A timeless favorite of anglers who love a fish that will hit a surface plug or fly, the smallie is enjoying its heyday just now, Holschlag believes, crediting in part the earlier and warmer springs that northern tier states have experienced in recent years.
“As a result, the growing seasons are longer,’’ he said, “leading to more smallies in more waters, and bigger ones, too.’’
After Holschlag moved to the Twin Cities in 1979 following hitches in the Army and at the University of Iowa, he hung out a guide’s shingle, advertising his river-fishing services in brochures he printed and distributed to sporting-goods shops.
Simultaneously, he began penning his first book on smallmouth bass fishing.
“In those early days, I found two types of people who wanted to go smallmouth fishing,’’ Holschlag said. “There were the hard-core bass anglers who knew smallmouth fishing and really loved it. And there were those who had fished in many places, Alaska, Belize, wherever, and had heard about smallies and wanted to try it.’’
Holschlag’s initial craft of choice for river smallies was a customized 15-foot johnboat, with comfortable seats for him and his client. Ruggedly built, the boat could be dragged over rocks as necessary, or powered by a small outboard he hung on the stern.
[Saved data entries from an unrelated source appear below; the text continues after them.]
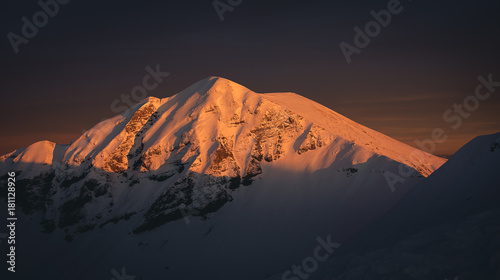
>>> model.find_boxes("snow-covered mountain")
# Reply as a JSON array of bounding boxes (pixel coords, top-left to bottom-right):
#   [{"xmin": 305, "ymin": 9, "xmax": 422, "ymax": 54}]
[
  {"xmin": 311, "ymin": 132, "xmax": 500, "ymax": 280},
  {"xmin": 0, "ymin": 77, "xmax": 446, "ymax": 279}
]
But mostly he propelled the boat by rowing it from one likely smallie haunt to another, and another still, all the while directing clients when and how to deliver plugs or flies.
“At first, I had about half and half, spin fishermen and fly fishermen,’’ he said. “Now it’s almost all fly fishing.’’
As the Internet has become more pervasive, Holschlag’s popularity has grown. He still fishes the St. Croix and Mississippi. But nowadays he also hosts trips to an Ontario resort, and on given summer afternoons he’s as likely to be in Upper Michigan casting a fly, or in Maine, as he is in Minnesota.
Regardless of water fished, everyone in his boat abides by one basic rule: All bass caught are released.
“Today, with digital cameras, the photo of someone holding a nice fish is generally regarded as just as valuable, or more so, than a stuffed fish on a wall, anyway,’’ he said.